Files
librsvg/devel-docs/xml_parser.rst

145 lines
4.0 KiB
ReStructuredText

XML Parser in Rust
==================
**Status as of 2025/May/02: not implemented**
The purpose of this proposal is to replace libxml2 in librsvg with a
Rust-based XML parser.
Librsvg uses `libxml2 <https://gitlab.gnome.org/GNOME/libxml2>`_ to do
the initial XML parsing of an SVG document.

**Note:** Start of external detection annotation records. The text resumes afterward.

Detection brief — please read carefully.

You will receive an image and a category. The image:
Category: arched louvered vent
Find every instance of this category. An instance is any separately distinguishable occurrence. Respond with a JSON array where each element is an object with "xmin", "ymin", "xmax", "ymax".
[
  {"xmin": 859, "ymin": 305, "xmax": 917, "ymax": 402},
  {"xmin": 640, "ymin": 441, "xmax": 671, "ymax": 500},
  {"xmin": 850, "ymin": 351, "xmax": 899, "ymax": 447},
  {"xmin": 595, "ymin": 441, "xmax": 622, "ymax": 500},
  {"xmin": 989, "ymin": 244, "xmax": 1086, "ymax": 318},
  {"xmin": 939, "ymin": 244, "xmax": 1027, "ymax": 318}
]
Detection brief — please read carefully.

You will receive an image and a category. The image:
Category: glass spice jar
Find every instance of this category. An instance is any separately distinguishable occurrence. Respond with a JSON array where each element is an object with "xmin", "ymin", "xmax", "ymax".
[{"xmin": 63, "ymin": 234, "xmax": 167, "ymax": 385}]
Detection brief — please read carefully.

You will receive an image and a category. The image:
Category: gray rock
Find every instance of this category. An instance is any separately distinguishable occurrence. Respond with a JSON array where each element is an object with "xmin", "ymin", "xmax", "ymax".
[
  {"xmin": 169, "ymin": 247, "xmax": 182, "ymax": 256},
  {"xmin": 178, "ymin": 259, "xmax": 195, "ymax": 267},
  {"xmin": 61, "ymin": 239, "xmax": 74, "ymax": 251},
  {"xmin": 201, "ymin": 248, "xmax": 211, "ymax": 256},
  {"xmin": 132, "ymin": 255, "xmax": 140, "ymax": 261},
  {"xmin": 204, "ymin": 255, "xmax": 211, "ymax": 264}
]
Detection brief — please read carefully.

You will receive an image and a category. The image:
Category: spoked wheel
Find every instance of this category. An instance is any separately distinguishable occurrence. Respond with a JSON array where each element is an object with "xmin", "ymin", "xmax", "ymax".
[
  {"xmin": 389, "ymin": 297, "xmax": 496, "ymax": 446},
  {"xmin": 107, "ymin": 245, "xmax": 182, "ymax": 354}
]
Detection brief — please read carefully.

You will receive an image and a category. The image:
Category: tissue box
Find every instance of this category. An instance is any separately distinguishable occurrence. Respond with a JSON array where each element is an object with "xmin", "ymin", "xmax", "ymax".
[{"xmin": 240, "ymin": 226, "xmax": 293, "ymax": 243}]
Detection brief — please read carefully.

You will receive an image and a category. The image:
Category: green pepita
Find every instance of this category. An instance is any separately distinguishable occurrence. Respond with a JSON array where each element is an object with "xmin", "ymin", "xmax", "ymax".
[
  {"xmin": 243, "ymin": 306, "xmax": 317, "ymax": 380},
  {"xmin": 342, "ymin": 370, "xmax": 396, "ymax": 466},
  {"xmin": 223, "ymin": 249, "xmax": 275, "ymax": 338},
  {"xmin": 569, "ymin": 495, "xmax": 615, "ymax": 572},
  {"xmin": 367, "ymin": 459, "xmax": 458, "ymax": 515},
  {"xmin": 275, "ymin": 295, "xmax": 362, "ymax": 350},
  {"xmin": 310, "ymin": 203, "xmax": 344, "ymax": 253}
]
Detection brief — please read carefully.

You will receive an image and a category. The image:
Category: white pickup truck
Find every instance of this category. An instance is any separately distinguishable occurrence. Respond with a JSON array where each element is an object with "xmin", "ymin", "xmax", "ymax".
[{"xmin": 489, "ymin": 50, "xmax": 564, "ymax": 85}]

It does not let libxml2
build its own tree representation; instead, it uses the SAX2
"streaming" parser API and so librsvg builds a tree of its own with
tag names and attributes.
Pragmatically speaking, there is nothing wrong with using libxml2 in
the way that librsvg uses it:
* Libxml2 is fast.
* It is well-maintained, is fuzz-tested at scale, and is such a
critical piece of infrastructure that people actually pay attention
to it.
* It has built-in mitigations for common XML attacks like the
"`billion laughs
<https://en.wikipedia.org/wiki/Billion_laughs_attack>`".
* Librsvg is careful to turn off features like network access and
external XML entities, which are a well-known source of
attacks.
However, libxml2 has had many CVEs and security problems in the past.
It is the sort of infrastructure that should be replaced with
memory-safe code at some point.
Steps
-----
1. Separate the XML tree from the SVG element tree.
2. Change the XML tree to one that is produced by the new Rust-based
XML parser.
The sections below explore each of these steps.
Separating the XML tree from the SVG element tree
-------------------------------------------------
Librsvg has a tree data structure, managed by the ``rctree`` crate,
where each node is a combination of XML data (element name for the
tag, and a list of attributes with their string values) and the parsed
SVG data (individual structs for ``Group``, ``Path``, etc., plus
parsed properties and element-specific attributes).
From ``document.rs``:
.. code-block:: rust
pub struct Document {
/// Tree of nodes; the root is guaranteed to be an `<svg>` element.
tree: Node,
// ...
}
From ``node.rs``:
.. code-block:: rust
pub type Node = rctree::Node<NodeData>;
pub enum NodeData {
Element(Box<Element>),
Text(Box<Chars>),
}
From ``xml/attributes.rs``:
.. code-block:: rust
pub struct Attributes {
attrs: Box<[(QualName, AttributeValue)]>,
// ...
}
From ``element.rs``:
.. code-block:: rust
pub struct Element {
element_name: QualName,
attributes: Attributes,
specified_values: SpecifiedValues,
pub element_data: ElementData,
// ... some fields omitted
}
pub enum ElementData {
Circle(Box<Circle>),
ClipPath(Box<ClipPath>),
Ellipse(Box<Ellipse>),
// ...
}
Here, ``struct Element`` is a combination of XML string data
(``element_name``, ``attributes``), plus the result of parsing those
strings into SVG and CSS-specific information (``specified_values``,
``element_data``).
**Goal:** Basically, have ``Element`` *not* contain XML string data.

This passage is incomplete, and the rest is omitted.